これは、別に「好きだー!」という愛の告白の類に限らない話です。というより、もっとささやかな日常の想いや心の内で起きたことについてのこと。

「想いを伝える」ことのインパクトを感じた最初の記憶は、高校一年のときのこと。

担任でもなんでもない、現代文の先生に年賀状を出したときのことです。

私は物心ついたときから本が好きで、
学校の図書室に入り浸っていて、
暇があればずっと本を読んでいるような子でした。

居場所のなさを感じたり、家でも辛いことが多かったので、
本の世界に希望を見出し、時にその世界に逃げ込んでいたともいえます。

中学校のときも、一時期クラスにあまりなじめない時があって、そのときは休み時間にもずっと本を読んでいました。

だからといって、=(イコール)国語の授業が好きとは限らないのですが、高校1年生時の現代文の先生の授業はとても好きでした。
どこがと言われるとうまく言語化ができないくらい、今となってはおぼろ気なのですが。

もう定年近い、当時の私にとっては「おじいちゃん」に近いようなその先生に、なんとなしに思い立って年賀状を出しました。

そこに「先生の授業が好きです」と書き、そのお返事に先生は「私の授業が好きだと言ってくれて、とても嬉しく思います」と書いてくれたのです。

そして、
”おそらく現代文や、私の授業が好きだということは、どこか生きづらさを感じやすい人なのではないかと思うけれど、応援しています”といった旨(言葉はあやふや)も添えられていました。

そのシンプルなやりとりに、
「喜んでもらえた」「受け取ってもらえた」という嬉しさと、とても大切な深い部分を共有しあえたような温かい感覚を感じて、ものすごく力づけられたのです。
先生にも少なからずプラスのインパクトをもたらすことができたのではないか、という肯定感・効力感のようなものも生まれたと思います。

もし私が、別に敢えてわざわざ年賀状を出さなくても、と億劫がっていたら。担任でもないクラスの、一人の生徒だし、と遠慮していたら。
そのやりとりは発生しなかった。

私の想いは先生には伝わらなかったし、存在しないのと半分同じになってしまっていたと思うのです。

日本人は特に、敢えて言葉にしないというか、
ちょっとしたことを褒めるとか、小さな気持ちを伝えることへのハードルがまだまだ存在するように感じます。

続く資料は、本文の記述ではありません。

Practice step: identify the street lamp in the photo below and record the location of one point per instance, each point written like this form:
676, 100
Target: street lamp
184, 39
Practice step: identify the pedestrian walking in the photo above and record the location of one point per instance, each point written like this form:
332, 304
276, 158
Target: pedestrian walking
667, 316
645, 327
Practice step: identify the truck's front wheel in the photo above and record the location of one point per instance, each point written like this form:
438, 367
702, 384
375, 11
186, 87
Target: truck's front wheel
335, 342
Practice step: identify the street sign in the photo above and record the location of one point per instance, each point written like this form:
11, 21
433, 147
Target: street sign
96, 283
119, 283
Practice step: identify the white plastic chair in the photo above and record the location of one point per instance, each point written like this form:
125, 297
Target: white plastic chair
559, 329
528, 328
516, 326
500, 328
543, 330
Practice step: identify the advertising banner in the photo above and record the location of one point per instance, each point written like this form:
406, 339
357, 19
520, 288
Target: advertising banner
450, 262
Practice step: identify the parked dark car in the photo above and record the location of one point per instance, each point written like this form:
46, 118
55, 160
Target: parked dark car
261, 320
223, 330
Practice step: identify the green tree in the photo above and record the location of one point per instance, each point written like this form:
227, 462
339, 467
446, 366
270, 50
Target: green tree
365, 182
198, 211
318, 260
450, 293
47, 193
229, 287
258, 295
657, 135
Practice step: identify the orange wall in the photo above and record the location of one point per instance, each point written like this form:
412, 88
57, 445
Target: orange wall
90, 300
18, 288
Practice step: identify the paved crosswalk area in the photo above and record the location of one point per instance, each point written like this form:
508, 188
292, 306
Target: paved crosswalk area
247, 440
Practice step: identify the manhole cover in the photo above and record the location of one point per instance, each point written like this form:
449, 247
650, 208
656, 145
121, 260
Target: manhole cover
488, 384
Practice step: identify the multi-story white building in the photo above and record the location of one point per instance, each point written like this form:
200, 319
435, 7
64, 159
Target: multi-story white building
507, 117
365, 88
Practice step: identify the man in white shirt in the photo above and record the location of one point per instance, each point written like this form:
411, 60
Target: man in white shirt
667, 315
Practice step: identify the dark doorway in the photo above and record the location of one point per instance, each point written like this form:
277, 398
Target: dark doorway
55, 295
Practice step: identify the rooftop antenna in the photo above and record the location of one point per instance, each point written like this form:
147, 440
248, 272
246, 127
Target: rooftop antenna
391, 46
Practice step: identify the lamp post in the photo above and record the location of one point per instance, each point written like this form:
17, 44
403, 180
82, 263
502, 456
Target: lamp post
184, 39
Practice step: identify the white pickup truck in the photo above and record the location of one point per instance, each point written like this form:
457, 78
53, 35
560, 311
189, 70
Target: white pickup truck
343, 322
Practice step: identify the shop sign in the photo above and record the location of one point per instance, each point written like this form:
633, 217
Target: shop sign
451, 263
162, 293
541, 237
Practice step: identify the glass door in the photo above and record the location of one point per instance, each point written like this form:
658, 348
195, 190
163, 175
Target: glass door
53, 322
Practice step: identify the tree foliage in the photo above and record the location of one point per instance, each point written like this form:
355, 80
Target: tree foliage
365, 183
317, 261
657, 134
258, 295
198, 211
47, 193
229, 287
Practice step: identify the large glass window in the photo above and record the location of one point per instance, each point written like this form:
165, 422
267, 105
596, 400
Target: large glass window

"言わなくてもわかるでしょ"というハイコンテクスト文化。

別に自分なんかが言わなくても、という気持ちになったり、相手に受け取ってもらえないかもしれない不安から躊躇してしまうこともあるかもしれません。

でも、それでも伝えてほしい。

期待していたような反応がなかったとしても、意外と伝わっていることだって結構ある。

自分も相手も少し心が温かく元気になるようなやりとりが、増えるといいなあ、なんてことを思っています。